Chief Director of the Swedish Tax Agency
- In office 21 January 2013 – 1 December 2016
- Preceded by: Magdalena Andersson

Personal details
- Born: Helena Maria Håstad 19 July 1959 (age 66) Uppsala, Sweden
- Party: Liberal People's Party
- Alma mater: Stockholm University

= Helena Dyrssen =

Swedish jurist and politician (born 1959)

Helena Maria Dyrssen (born 19 July 1959) is a Swedish jurist and politician. From 2013 to 2016 she was the Chief Director of the Swedish Tax Agency. She left her post shortly after Swedish Television announced that Dyrssen tried to warn her former colleague Frank Belfrage that his assets were being investigated by journalists as part of the Panama Papers investigation.

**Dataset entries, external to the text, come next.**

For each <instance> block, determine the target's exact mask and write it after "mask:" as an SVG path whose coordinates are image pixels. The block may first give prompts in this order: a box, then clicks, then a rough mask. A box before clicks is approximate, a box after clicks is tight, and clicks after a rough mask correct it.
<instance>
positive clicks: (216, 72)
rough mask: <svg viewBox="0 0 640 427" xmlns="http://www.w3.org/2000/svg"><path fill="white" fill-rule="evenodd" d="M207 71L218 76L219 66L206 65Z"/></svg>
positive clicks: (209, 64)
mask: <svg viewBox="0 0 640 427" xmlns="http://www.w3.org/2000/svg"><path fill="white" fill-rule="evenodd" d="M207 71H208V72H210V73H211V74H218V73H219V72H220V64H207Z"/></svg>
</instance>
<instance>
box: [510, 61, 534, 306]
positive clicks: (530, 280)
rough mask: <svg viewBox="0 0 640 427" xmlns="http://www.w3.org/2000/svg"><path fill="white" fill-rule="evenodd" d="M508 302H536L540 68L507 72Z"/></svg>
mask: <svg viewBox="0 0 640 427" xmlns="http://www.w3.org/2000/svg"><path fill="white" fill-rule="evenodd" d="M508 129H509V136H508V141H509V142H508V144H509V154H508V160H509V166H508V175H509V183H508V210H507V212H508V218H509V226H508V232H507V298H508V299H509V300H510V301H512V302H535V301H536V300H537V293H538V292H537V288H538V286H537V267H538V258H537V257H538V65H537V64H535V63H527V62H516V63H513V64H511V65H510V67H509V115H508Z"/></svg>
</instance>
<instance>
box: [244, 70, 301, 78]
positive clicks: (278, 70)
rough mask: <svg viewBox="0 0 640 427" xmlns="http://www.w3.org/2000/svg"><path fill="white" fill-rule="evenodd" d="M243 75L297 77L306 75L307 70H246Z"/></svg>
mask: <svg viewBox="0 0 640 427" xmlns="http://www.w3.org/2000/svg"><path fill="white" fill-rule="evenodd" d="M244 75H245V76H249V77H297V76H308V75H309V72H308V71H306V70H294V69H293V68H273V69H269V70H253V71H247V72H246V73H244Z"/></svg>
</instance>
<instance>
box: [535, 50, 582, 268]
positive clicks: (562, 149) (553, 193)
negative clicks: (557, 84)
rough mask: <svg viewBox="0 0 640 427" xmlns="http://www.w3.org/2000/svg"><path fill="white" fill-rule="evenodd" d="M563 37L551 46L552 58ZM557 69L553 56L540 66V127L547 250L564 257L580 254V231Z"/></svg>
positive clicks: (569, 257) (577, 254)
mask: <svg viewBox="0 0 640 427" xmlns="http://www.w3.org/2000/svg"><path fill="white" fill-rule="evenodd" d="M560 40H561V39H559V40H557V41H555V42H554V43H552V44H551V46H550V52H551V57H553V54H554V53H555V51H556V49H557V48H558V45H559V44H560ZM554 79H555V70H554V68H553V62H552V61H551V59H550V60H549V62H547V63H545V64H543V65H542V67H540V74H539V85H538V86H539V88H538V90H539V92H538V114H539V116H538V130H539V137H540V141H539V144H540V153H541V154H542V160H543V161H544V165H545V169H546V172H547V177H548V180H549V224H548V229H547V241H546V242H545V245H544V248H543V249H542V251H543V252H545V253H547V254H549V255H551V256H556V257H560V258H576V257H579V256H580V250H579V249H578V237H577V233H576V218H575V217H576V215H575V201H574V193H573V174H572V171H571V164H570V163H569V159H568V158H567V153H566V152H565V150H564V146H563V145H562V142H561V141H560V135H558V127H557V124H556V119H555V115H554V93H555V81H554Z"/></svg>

Dyrssen was educated at Stockholm University, and holds an jur.kand. She was state secretary in the Ministry of Culture under Minister for Culture Birgit Friggebo from 1991 to 1994.

Subsequently, she worked in the business world, first as CIO at TV4 and then in a similar position at the insurance company If P&C Insurance. In 2005, she was appointed Chief of Staff for the Liberal People's Party party leader's staff with the main task to lead the collaboration with the other parties in the Alliance for Sweden prior to the 2006 general election.

Dyrssen was made acting party secretary on 5 September 2006 for the Liberal People's Party since the former party secretary Johan Jakobsson was forced to resign because of his connection to the Swedish general election, 2006, computer infringement affair.

When the Reinfeldt Cabinet assumed office on 6 October 2006, she became state secretary in the Prime Minister's Office with responsibility for coordination of the Liberal People's Party. She left the position on 21 January 2013, having been appointed new Chief Director of the Swedish Tax Agency.

She is married to Gustaf Dyrssen, a lawyer, with whom she has two sons.